Concerning the French Revolution, which Wollstonecraft initially championed, More wrote, "From liberty, equality, and the rights of man, good Lord deliver us." And she was surely the most prominent woman of her age. As one biographer notes, "In her time she was better known than Mary Wollstonecraft and her books outsold Jane Austen's many times over." Her various pamphlets sold in the millions and her tract against the French Revolution enjoyed a greater circulation than Burke's Reflections on the Revolution in France or Paine's Rights of Man. Some historians credit her political writings with saving England from the kind of brutal revolutionary upheaval that traumatized France.
All this as prologue to what we see playing out before us in the media savaging of Sarah Palin. The NOW gang, with its implanted sisterhood in the media and other elite institutions, regard the conservative feminism of Sarah Palin--and by extension the many millions of women like her--as no feminism at all. As Kathryne Jean Lopez at NRO presents it, the sisterhood sneers, "We're not sisters with her."

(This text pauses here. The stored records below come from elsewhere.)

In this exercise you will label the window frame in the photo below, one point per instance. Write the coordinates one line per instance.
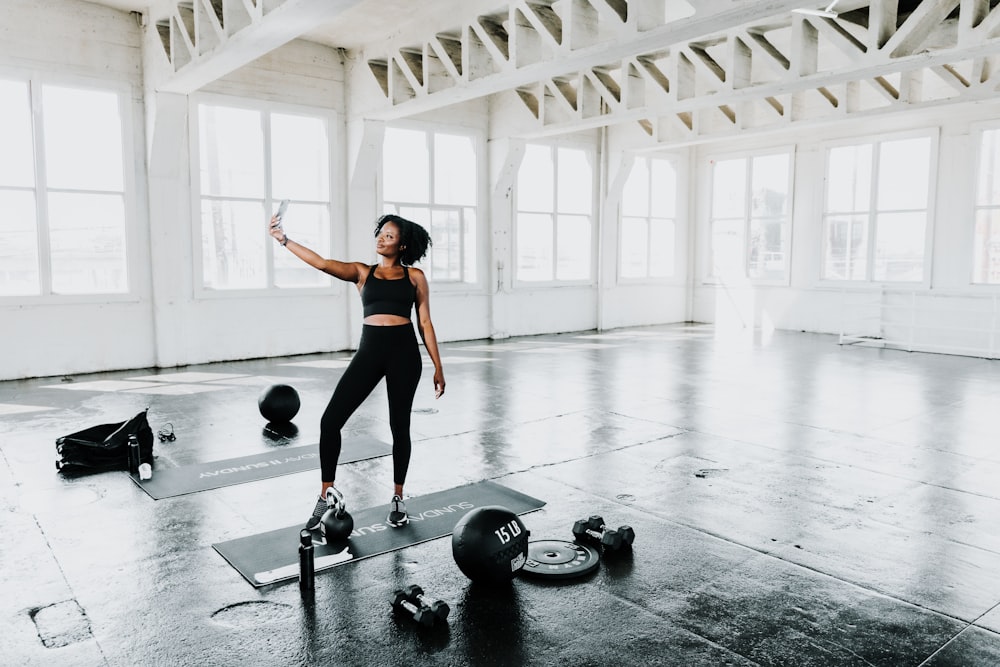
(977, 130)
(869, 283)
(330, 118)
(554, 145)
(679, 163)
(482, 196)
(136, 281)
(788, 226)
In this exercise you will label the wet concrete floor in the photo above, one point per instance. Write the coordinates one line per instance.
(795, 502)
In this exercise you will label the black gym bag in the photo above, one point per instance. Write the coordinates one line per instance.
(104, 447)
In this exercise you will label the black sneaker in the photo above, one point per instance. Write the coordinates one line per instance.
(317, 514)
(397, 513)
(334, 499)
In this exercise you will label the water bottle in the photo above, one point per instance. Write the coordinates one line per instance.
(133, 454)
(307, 567)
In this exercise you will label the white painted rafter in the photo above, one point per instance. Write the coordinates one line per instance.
(754, 71)
(203, 40)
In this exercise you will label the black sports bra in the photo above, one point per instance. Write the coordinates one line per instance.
(388, 297)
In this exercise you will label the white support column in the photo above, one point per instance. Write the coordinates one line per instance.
(170, 226)
(361, 208)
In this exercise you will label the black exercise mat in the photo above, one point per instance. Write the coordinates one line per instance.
(170, 482)
(274, 556)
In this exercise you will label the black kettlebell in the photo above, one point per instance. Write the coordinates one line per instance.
(336, 525)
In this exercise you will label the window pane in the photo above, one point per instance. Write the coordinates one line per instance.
(727, 248)
(454, 170)
(232, 244)
(573, 261)
(575, 181)
(766, 248)
(635, 193)
(902, 174)
(899, 246)
(300, 158)
(661, 248)
(846, 248)
(848, 178)
(309, 224)
(729, 184)
(634, 248)
(986, 261)
(471, 265)
(446, 258)
(535, 180)
(418, 214)
(18, 244)
(770, 185)
(405, 166)
(534, 247)
(17, 161)
(87, 237)
(232, 152)
(664, 185)
(83, 139)
(988, 191)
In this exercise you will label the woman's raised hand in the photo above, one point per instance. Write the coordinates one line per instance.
(275, 229)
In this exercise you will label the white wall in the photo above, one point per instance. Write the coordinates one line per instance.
(68, 42)
(809, 304)
(163, 321)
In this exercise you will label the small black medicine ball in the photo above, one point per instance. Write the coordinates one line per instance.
(490, 544)
(278, 403)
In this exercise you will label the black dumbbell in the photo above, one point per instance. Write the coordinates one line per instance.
(594, 530)
(415, 594)
(421, 613)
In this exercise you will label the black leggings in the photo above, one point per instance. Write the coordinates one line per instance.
(390, 352)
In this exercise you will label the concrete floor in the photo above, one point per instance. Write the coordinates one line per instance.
(795, 503)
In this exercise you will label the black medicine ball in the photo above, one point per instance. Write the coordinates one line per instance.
(278, 403)
(490, 544)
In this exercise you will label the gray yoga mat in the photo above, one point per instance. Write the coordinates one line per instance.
(170, 482)
(273, 556)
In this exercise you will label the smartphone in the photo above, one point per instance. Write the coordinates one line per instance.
(282, 207)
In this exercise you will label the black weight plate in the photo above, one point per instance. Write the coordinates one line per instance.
(558, 559)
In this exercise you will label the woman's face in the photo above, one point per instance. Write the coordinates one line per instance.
(387, 241)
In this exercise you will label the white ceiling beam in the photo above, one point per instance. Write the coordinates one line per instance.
(283, 21)
(709, 17)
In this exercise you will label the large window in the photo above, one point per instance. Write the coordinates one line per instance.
(249, 160)
(750, 218)
(875, 218)
(986, 245)
(648, 220)
(431, 178)
(62, 190)
(554, 208)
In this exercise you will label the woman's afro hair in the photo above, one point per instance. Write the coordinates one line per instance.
(413, 238)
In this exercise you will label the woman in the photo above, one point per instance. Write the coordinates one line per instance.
(388, 348)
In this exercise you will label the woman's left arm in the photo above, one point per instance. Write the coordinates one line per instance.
(426, 328)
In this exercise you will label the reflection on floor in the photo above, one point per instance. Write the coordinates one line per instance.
(795, 502)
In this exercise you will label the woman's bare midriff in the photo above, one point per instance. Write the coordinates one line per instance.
(386, 320)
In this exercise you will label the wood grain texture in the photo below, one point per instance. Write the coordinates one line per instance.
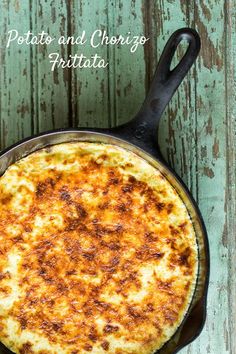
(198, 129)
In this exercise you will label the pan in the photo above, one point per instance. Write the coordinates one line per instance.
(140, 136)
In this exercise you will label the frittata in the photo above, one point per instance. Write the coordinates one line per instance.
(98, 253)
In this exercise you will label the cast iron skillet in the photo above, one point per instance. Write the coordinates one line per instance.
(140, 136)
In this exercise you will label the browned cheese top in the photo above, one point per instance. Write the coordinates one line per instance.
(97, 253)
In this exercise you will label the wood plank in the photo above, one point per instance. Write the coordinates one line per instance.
(50, 89)
(193, 140)
(90, 87)
(230, 202)
(15, 75)
(105, 97)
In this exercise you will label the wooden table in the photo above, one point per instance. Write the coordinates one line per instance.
(197, 131)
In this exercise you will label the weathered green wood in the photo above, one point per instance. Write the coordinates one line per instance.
(15, 79)
(51, 90)
(230, 200)
(197, 132)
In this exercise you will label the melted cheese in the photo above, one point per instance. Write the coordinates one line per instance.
(97, 253)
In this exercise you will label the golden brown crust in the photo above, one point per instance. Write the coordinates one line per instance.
(104, 257)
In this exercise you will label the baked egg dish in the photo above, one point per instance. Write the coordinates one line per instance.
(98, 253)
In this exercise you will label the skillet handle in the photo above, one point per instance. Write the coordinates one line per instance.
(142, 129)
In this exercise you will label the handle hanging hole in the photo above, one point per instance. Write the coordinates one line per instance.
(179, 53)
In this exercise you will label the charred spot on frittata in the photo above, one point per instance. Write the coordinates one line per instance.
(100, 256)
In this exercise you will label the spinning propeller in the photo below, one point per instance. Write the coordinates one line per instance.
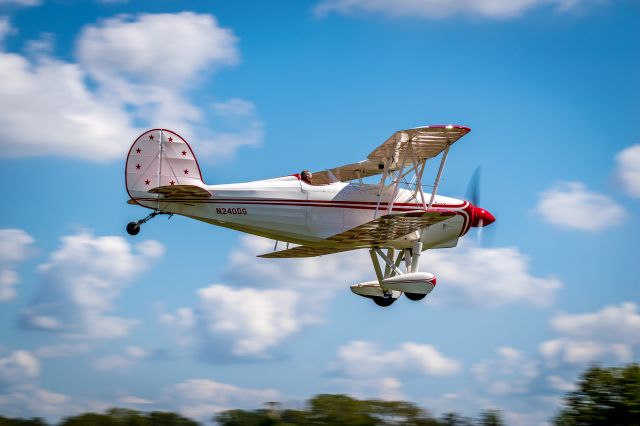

Radical ideologists can never let anything come before the idea, not even, and perhaps especially, the real world. The women's studies sisterhood will never relinquish their stranglehold on the orthodoxy, and in doing so will alienate even further the conservative women who have long since settled into the freedom to be themselves and who find the hard edged, elitist, "sanctimonious sermonizers" Camille Paglia speaks of to be overbearing and leading a parade from the past. They will find in Sarah Palin the heroic public figure the gatekeepers have prevented before now, and I suspect the anger we see building is going to be expressed electorally.

Hell hath no fury...


Citizen.VII said...

I wonder about the term "conservative feminism." Is that a term that was used then, or a term that has been invented for now? My gut reaction is that it was not a term used then, because if Hannah More was trying to improve the rights of women, she was not an agent of conservatism. Merriam-Webster defines "conservatism" as "a: disposition in politics to preserve what is established b: a political philosophy based on tradition and social stability, stressing established institutions, and preferring gradual development to abrupt change"

I more suspect that "conservative feminism" is a modern term that is used to draw connections between modern American conservatism and the work of Hannah More. If I am misunderstanding the matter, feel free to correct me.

Also, thank you for bringing Hannah More to my attention. I am looking forward to researching more of her views and opinions.

Keith (Citizen.VII)

Anonymous said...

I'm sure youre right about the word. The conservative/liberal terminology is of recent vintage, though the dichotomy is not. It matters how reform and change is pursued--total disregard and disdain for the past and all institutions, ala the French Revolution and all its acolites since, versus the slower and more prudent conservators of culture and political society more appreciative of the costs of civilization.

I was hoping to put someone on to looking into More--good luck.